Messina’s port is the third busiest passenger hub in the country and an emerging logistics gateway for Southern Europe. Nearby Milazzo hosts oil‑refining and renewable‑energy clusters, while the regional food sector exports citrus, olive oil, and wine worldwide.
Key internship and job avenues
Career Services run bilingual CV clinics, speed interviews, and alumni mentoring, ensuring your classroom knowledge aligns with employer needs.
Graduating here means gaining both an Italian degree recognised across Europe and the cross‑cultural agility prized by global recruiters.
In two minutes we’ll confirm whether you meet the basic entry rules for tuition-free, English-taught degrees in Italy. We’ll then quickly see if we still have space for you this month. If so, you’ll get a personalised offer. Accept it, and our experts hand-craft a shortlist of majors that fit your grades, goals, and career plans.

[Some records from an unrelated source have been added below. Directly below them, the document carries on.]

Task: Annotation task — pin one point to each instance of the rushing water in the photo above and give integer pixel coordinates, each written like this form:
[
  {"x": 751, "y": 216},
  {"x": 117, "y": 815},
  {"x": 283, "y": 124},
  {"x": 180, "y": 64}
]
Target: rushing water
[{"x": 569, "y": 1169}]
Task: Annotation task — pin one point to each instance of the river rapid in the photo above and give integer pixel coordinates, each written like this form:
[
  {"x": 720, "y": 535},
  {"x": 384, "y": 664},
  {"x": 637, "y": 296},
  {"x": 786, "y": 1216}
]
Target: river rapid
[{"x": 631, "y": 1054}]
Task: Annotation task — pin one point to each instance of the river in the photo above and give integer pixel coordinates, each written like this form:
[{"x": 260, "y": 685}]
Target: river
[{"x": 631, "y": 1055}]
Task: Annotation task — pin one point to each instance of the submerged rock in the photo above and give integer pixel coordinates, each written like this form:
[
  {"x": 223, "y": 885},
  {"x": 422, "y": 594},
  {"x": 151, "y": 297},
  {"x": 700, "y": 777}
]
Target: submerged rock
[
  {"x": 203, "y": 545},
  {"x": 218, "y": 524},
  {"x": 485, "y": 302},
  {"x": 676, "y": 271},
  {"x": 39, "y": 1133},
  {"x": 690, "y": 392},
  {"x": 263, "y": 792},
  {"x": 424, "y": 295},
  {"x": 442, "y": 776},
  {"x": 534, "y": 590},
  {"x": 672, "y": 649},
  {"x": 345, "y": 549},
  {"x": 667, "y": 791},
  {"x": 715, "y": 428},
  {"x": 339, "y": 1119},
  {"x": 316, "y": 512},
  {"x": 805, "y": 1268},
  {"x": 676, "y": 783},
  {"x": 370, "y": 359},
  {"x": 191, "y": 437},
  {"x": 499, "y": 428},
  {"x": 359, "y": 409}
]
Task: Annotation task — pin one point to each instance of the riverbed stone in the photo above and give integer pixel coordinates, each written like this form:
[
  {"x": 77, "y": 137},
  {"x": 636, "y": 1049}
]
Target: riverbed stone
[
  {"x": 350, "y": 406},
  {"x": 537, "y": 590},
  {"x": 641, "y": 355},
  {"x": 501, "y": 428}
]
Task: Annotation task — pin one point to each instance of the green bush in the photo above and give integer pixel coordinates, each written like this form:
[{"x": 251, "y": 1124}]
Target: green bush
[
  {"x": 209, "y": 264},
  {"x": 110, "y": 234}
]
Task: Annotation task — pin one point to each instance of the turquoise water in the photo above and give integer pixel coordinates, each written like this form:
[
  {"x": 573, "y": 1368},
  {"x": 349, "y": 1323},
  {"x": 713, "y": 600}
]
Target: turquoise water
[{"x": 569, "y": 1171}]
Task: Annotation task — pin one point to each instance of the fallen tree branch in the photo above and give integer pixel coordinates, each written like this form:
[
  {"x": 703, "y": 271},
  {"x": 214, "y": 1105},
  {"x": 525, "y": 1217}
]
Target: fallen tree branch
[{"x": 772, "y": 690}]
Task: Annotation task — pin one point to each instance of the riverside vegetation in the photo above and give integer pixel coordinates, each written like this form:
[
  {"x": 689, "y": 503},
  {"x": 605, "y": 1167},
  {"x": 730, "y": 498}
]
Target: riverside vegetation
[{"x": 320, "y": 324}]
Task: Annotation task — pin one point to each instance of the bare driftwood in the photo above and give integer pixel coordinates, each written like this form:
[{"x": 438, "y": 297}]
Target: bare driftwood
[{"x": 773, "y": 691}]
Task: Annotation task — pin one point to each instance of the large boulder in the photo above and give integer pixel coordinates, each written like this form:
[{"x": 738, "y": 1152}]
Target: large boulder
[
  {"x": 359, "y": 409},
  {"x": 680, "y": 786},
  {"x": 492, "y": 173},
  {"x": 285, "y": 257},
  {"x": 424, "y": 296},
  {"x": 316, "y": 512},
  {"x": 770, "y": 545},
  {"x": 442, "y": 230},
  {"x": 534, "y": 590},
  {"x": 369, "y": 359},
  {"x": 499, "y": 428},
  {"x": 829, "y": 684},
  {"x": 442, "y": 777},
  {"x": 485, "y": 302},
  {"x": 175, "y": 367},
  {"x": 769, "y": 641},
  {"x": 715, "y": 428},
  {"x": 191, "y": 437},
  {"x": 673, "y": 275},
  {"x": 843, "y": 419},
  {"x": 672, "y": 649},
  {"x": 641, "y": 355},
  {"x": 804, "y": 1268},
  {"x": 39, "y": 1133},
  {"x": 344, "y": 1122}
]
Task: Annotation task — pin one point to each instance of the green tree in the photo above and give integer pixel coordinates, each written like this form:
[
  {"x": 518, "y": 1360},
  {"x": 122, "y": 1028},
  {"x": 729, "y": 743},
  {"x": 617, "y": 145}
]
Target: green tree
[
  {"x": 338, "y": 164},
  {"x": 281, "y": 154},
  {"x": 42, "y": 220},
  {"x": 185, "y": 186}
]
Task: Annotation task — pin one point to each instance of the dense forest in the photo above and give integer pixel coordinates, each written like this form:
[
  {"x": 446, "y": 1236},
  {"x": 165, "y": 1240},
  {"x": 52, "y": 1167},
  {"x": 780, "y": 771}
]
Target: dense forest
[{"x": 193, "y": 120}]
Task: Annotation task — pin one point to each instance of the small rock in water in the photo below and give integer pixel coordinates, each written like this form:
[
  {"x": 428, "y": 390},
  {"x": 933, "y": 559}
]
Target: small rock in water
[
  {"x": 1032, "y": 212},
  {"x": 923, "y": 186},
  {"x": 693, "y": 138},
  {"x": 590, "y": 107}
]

Upload your documents once; we submit every university and scholarship application, line up multiple admission letters, and guide you through the visa process—backed by our admission-and-scholarship guarantee.
Electronic Engineering for Industry is part of the new wave of English‑taught programs in Italy designed for globally minded engineers. You will study in Italy in English yet pay the low, income‑linked fees of public Italian universities, and—thanks to the DSU grant—your net cost can rival that of celebrated tuition‑free universities Italy is known for. Over two years you master microcontroller design, industrial automation, and power‑system integration while collaborating with multinational classmates on hands‑on projects.

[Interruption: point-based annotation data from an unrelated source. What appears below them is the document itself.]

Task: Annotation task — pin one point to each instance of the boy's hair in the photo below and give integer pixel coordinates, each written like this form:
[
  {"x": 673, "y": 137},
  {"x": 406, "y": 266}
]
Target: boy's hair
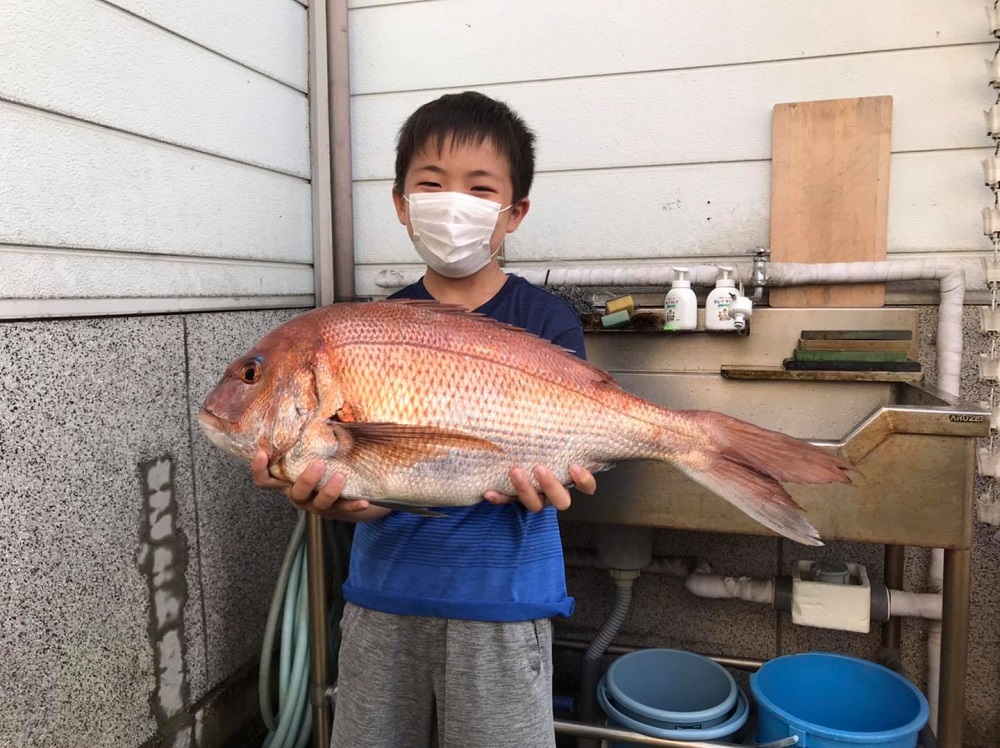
[{"x": 469, "y": 118}]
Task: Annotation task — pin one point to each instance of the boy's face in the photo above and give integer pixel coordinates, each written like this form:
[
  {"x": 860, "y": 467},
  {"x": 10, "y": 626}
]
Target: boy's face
[{"x": 473, "y": 169}]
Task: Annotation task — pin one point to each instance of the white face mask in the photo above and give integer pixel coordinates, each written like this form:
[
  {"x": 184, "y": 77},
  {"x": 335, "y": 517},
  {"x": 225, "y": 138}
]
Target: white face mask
[{"x": 452, "y": 230}]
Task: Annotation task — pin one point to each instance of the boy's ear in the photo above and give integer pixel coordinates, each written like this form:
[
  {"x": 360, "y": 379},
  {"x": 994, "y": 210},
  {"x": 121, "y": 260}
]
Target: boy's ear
[
  {"x": 517, "y": 213},
  {"x": 400, "y": 203}
]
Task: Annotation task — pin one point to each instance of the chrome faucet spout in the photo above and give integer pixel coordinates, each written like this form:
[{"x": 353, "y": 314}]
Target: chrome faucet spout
[{"x": 758, "y": 276}]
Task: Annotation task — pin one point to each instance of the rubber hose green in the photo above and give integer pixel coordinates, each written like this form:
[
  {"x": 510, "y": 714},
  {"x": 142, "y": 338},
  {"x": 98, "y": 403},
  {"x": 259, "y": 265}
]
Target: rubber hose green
[
  {"x": 267, "y": 647},
  {"x": 291, "y": 710}
]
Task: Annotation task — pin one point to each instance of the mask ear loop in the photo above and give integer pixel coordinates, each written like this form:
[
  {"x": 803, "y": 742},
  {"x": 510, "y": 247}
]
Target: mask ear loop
[{"x": 500, "y": 254}]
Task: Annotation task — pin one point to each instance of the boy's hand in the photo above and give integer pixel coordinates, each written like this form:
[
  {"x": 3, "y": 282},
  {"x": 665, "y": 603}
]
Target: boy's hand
[
  {"x": 304, "y": 495},
  {"x": 552, "y": 491}
]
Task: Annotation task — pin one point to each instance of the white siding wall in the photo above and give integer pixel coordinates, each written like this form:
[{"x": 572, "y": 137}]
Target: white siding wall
[
  {"x": 654, "y": 116},
  {"x": 154, "y": 156}
]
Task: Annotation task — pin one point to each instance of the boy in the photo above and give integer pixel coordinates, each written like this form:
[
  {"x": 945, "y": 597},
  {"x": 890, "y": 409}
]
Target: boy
[{"x": 446, "y": 627}]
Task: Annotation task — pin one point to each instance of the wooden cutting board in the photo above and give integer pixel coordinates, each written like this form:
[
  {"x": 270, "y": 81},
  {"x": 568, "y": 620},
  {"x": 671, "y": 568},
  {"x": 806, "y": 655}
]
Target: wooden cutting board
[{"x": 830, "y": 193}]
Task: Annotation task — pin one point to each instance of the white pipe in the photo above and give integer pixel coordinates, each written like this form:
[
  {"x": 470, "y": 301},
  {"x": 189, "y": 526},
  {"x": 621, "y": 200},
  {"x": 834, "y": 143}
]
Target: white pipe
[
  {"x": 915, "y": 605},
  {"x": 740, "y": 588},
  {"x": 935, "y": 584}
]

The course trains engineers who can translate theory into resilient, energy‑efficient, scalable hardware for Industry 4.0. Learning outcomes cover:
Graduates leave capable of bridging component‑level optimisation with factory‑level digital transformation.
All teaching, labs, and assessments are in English, reinforcing the programme’s status among English‑taught programs in Italy.
Students work in specialised facilities that replicate industrial environments:
Badge access is granted 24 hours so you can iterate when creativity strikes.
The department co‑leads European Horizon projects on:
Students co‑author conference papers, attend IEEE workshops, and test prototypes with consortium partners across Germany, Spain, and Sweden.
Fees follow the national scale: roughly €900–€2 300 per year, with instalments split across semesters.
Qualifying for the DSU grant can:
Layering these options often reduces total spend to levels comparable with tuition‑free universities Italy often publicises, without sacrificing laboratory access or faculty mentoring.
Course labs map onto:
Career Services report 88 % of graduates hired or admitted to PhDs within six months, mainly in automotive, renewable‑energy, and aerospace supply chains.
Cohorts cap at 35 students. Semesters run in four‑week sprints: concept lecture, lab practice, design assignment, and retrospective. Professors host weekly office hours; senior students lead evening workshops on Altium, KiCad, or Git flow. Multinational teams pitch prototypes each sprint, preparing you for global R&D environments.
Ready for this programme?
If you qualify and we still have a spot this month, we’ll reserve your place with ApplyAZ. Our team will tailor a set of best-fit majors—including this course—and handle every form and deadline for you. One upload, many applications, guaranteed offers, DSU grant support, and visa coaching: that’s the ApplyAZ promise. Start now and secure your spot before this month’s intake fills up.